The episode was indicative of the conflicting signals the Bush administration has sent about its policy toward North Korea.

In April, Vice President Cheney visited the region and told an audience in Shanghai that "time is not necessarily on our side." He asserted that North Korea, given its past behavior, could peddle nuclear technology to terrorist groups. Moreover, he warned that, as North Korea's neighbors face the reality that it has a stockpile of nuclear weapons, "we [may] have a nuclear arms race unleashed in Asia."

While Cheney expressed clear frustration with the pace of diplomacy, Powell said this week that "this is an area where you have to have patience and determination."

Aides close to Powell insist that, notwithstanding interagency squabbles, the president has privately made it clear that he supports a diplomatic approach. Powell said that publicly this week, in a Far Eastern Economic Review interview released yesterday. "All I know is what the president has decided," he said. "And he's the only one I'd listen to. And he's decided this: He's decided it repeatedly over the last year that we would try to solve this diplomatically."

Powell added: "We'll have to be patient. We will not change our policy."

While Bush had initially blocked talks with North Korea after he came into office, U.S. officials reached a consensus in early 2002 that representatives of the two countries should meet. But over the summer of 2002, U.S. intelligence determined that North Korea had a secret program to enrich uranium, in violation of a 1994 deal to freeze its nuclear programs, which had been reached with President Bill Clinton.

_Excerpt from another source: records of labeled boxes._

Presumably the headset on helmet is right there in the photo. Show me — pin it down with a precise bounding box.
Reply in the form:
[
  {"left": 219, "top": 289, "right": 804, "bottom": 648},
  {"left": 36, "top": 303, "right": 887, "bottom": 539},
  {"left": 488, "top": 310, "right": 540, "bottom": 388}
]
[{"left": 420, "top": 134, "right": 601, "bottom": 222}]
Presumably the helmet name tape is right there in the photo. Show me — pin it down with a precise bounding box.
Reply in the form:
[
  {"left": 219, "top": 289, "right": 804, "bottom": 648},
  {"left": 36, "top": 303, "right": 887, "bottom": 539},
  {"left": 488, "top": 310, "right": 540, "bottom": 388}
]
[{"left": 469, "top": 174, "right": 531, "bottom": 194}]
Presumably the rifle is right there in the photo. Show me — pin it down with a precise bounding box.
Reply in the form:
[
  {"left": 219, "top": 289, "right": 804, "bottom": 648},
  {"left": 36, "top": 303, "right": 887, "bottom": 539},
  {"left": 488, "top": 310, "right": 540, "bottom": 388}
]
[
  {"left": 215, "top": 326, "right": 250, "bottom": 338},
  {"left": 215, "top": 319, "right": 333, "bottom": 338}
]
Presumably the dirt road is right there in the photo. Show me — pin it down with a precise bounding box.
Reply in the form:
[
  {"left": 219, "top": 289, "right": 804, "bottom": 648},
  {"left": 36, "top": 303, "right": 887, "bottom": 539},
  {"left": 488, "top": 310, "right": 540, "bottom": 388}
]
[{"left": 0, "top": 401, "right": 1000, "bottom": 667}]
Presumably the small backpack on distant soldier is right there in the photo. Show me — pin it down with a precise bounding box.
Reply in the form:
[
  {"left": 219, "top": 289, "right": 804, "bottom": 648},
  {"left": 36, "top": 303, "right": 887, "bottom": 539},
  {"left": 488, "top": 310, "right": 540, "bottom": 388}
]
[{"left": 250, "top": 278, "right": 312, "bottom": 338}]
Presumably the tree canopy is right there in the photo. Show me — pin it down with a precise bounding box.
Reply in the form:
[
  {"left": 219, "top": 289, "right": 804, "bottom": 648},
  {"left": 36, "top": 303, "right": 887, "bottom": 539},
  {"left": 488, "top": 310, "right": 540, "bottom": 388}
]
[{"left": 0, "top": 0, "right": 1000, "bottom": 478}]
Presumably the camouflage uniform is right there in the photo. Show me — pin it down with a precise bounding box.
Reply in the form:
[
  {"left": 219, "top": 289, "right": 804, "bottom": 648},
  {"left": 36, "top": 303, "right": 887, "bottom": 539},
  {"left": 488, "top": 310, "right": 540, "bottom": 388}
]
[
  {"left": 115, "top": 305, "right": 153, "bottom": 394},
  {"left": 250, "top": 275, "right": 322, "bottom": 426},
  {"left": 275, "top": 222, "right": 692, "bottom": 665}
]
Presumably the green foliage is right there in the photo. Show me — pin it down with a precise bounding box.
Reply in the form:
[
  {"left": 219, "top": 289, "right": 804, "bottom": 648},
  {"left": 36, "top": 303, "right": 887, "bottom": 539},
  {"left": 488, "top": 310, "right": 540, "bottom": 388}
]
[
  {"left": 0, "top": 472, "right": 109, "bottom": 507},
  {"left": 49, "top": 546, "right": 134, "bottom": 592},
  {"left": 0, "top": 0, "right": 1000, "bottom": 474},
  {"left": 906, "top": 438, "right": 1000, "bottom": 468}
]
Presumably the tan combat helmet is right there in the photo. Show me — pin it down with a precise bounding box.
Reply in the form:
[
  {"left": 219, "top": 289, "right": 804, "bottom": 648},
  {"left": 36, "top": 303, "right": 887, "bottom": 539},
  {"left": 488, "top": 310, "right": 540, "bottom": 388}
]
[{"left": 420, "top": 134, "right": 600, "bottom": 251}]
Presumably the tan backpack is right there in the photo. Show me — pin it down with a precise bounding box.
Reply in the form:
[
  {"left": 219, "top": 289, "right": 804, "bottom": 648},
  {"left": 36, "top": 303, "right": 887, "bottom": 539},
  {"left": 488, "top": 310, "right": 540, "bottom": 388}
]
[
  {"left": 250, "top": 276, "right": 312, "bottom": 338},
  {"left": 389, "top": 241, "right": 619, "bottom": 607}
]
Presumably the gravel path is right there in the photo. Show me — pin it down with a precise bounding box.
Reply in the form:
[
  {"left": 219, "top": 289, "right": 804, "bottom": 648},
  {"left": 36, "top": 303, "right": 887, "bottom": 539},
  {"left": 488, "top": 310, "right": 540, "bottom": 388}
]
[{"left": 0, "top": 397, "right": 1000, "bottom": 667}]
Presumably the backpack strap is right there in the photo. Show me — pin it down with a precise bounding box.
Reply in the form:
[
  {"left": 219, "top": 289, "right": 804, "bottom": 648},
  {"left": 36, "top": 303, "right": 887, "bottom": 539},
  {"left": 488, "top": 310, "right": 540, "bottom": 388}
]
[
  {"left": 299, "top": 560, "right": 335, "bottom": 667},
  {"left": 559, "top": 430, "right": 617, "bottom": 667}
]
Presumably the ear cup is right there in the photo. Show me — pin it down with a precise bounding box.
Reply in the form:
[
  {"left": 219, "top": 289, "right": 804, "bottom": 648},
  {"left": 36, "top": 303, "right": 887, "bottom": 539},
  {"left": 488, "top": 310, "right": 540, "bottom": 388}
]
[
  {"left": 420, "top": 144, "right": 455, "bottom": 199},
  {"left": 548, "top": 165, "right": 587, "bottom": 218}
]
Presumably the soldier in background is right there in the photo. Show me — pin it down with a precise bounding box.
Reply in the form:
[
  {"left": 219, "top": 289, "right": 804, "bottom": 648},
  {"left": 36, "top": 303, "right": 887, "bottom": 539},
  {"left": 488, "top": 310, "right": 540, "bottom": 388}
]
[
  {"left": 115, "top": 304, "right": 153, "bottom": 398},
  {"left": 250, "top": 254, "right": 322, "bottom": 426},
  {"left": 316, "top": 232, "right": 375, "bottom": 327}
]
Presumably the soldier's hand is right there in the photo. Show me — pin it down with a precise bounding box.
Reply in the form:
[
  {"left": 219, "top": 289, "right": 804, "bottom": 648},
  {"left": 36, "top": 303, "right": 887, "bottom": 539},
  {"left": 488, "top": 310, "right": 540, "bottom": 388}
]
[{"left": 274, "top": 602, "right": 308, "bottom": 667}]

That discovery ended the prospect of any improvement in U.S.-North Korean relations. Bush's foreign policy advisers quickly agreed that the discovery amounted to a "material breach" of the 1994 deal, and that they needed to confront the North Koreans.

During an October 2002 meeting with U.S. officials in Pyongyang, North Korea unexpectedly acknowledged the clandestine program. The United States cut off deliveries of fuel oil provided under the 1994 agreement, and in response, North Korea kicked out international inspectors and restarted a nuclear facility that had been shuttered by Clinton's deal -- giving Pyongyang access once again to a key ingredient of nuclear weapons.

Democrats have charged the Bush administration with dropping the ball by allowing North Korea to produce the weapons-grade plutonium -- an act that Clinton had warned would prompt a military attack. But administration officials say the clandestine program demonstrated that the 1994 agreement was already worthless. "The fact of the matter is that things had deteriorated before this administration came in, but they didn't know it," Powell said in the magazine interview.

The first two rounds of the six-nation talks, held in Beijing, did not produce much movement. In June of this year, the Chinese and the South Koreans began to press for a more concrete U.S. proposal. On June 15, Powell outlined to Bush's senior foreign policy advisers a plan seeking "points of flexibility" in the next round of talks.

Under the proposal, if North Korea agrees to terminate its nuclear programs, South Korea and other U.S. allies could provide immediate energy assistance to North Korea, which would have three months to disclose its programs and have its claims verified by U.S. intelligence. The United States would then join its allies in giving written security assurances and participate in a process that might ultimately result in direct U.S. aid.

Defense Secretary Donald H. Rumsfeld won Bush's approval for one significant change: Powell had proposed to immediately offer security assurances to North Korea as South Korea starts fuel shipments, but instead the security assurances would be offered after the North Korean declaration is verified.

North Korea rejected the offer. In recent weeks, South Korean officials have pressed the United States to modify the proposal to include some sort of symbolic commitment to assisting with the fuel oil shipments, such as paying the administrative expenses. But U.S. officials have opposed that idea.

At the State Department, Secretary of State Colin L. Powell receives Yoon Kwang Ung, South Korea's defense minister, on the eve of a three-day trip to Asia.